@lucentive-labs/loupe-dom
The canonical vanilla browser renderer — mount, renderToString, applyTheme, the render functions, and styles.css.
The canonical renderer. It mounts the full interactive decision-lock into a DOM element, wires every interaction through the core store, and re-renders deterministically on change. The React adapter mirrors its output exactly, and the generator bundles it into the portable artifact — so this package defines what Loupe looks like.
import {
mount,
applyTheme,
renderToString,
renderApp,
TILE_AR,
} from "@lucentive-labs/loupe-dom";
import "@lucentive-labs/loupe-dom/styles.css"; // the part styles + default thememount(el, config, opts?): LoupeInstance
Render the full interactive UI into el, returning the live store and a destroy().
interface MountOptions {
initial?: Selections; // initial picks (overrides storage + recommended)
storageKey?: string; // localStorage key; omit for ephemeral
store?: LoupeStore; // bring your own store (e.g. shared)

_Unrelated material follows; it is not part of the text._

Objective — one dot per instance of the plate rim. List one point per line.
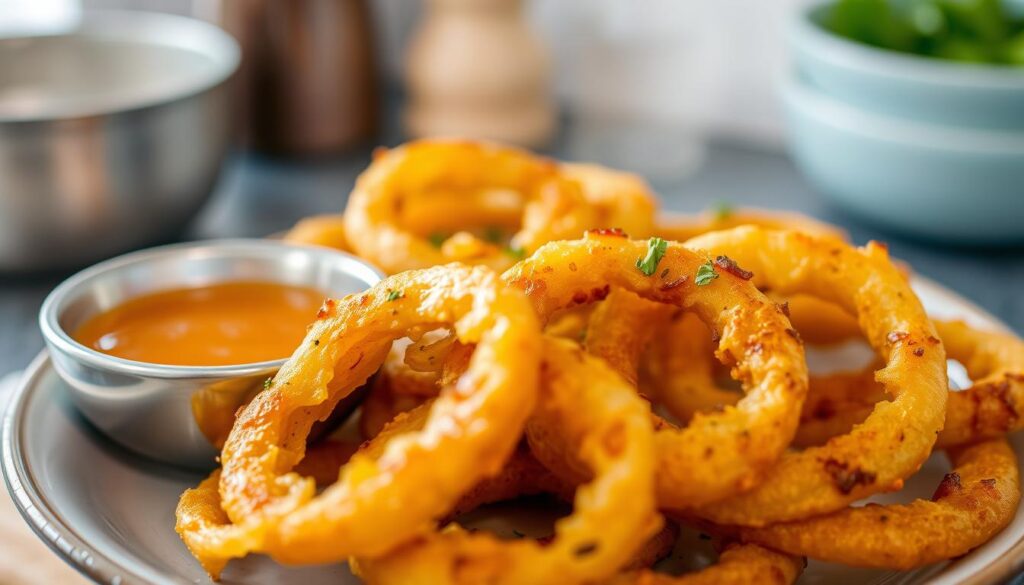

applyTheme?: boolean; // apply config.theme as inline vars (default: true)
}
interface LoupeInstance {
store: LoupeStore;
destroy(): void; // unsubscribe, remove listeners, clear DOM
}const instance = mount(document.getElementById("app")!, config, {
storageKey: "brand-lock",
});
// ...later
instance.destroy();mount uses event delegation on the host element and preserves keyboard focus across re-renders by re-addressing the active tile — so arrow-key navigation stays smooth even though the DOM is re-rendered on every change.
renderToString(config, state?, opts?): string
Deterministic SSR / static markup — no Date, no random, config order preserved. When state is omitted, the recommended selections are used (matching the store's server snapshot), so SSR and client hydration agree without a flash.
const html = renderToString(config); // app markup
const standalone = renderToString(config, undefined, { includeTheme: true });
// ^ prepends a <style> with the theme tokens; still import styles.css for partsrenderToString produces the app markup. For a fully self-contained file (JS + CSS + assets inlined), use loupe-generator instead.
applyTheme(el, tokens?): void
Set the --loupe-* CSS variables for a theme onto an element's inline style. mount calls it for you (with config.theme) unless applyTheme: false; call it directly to override after mount. See Theming.
applyTheme(el, { "color-primary": "#54deec" });Render functions
The renderer is built from small, exported, pure string-returning functions. You rarely need them directly, but they are public for embedding fragments or building a custom shell:
| Function | Renders |
|---|---|
renderApp(config, sel) | the whole UI (header + groups + stack + brief) |
renderGroup(config, group, sel, index) | one decision group (a radiogroup) |
renderTile(config, group, option, sel) | a single option tile |
renderSpecimen(config, spec, alt) | one specimen's visual |
renderComposedPreview(config, sel) | the composed preview panel |
renderExportBrief(config, sel) | the export-brief section |
renderStack(config, sel) | the sticky stack (preview + thumbs + controls) |
All of them escape author text and allowlist URLs via core, so the output is safe regardless of config source.
TILE_AR
The tile media aspect ratio, 4 / 3. The React adapter exports the same constant so both renderers frame crops identically.
styles.css
The canonical stylesheet: every part style (.loupe-tile, .loupe-pv__band, …) plus the default theme. Import it once, app-wide. Because the React adapter emits the same class names and data-loupe-part attributes, this one stylesheet styles both renderers.
import "@lucentive-labs/loupe-dom/styles.css";The DOM contract — class names, data-loupe-part / data-group / data-option, and ARIA — is shared with loupe-react. That is what lets one stylesheet, and one set of Playwright assertions, cover both.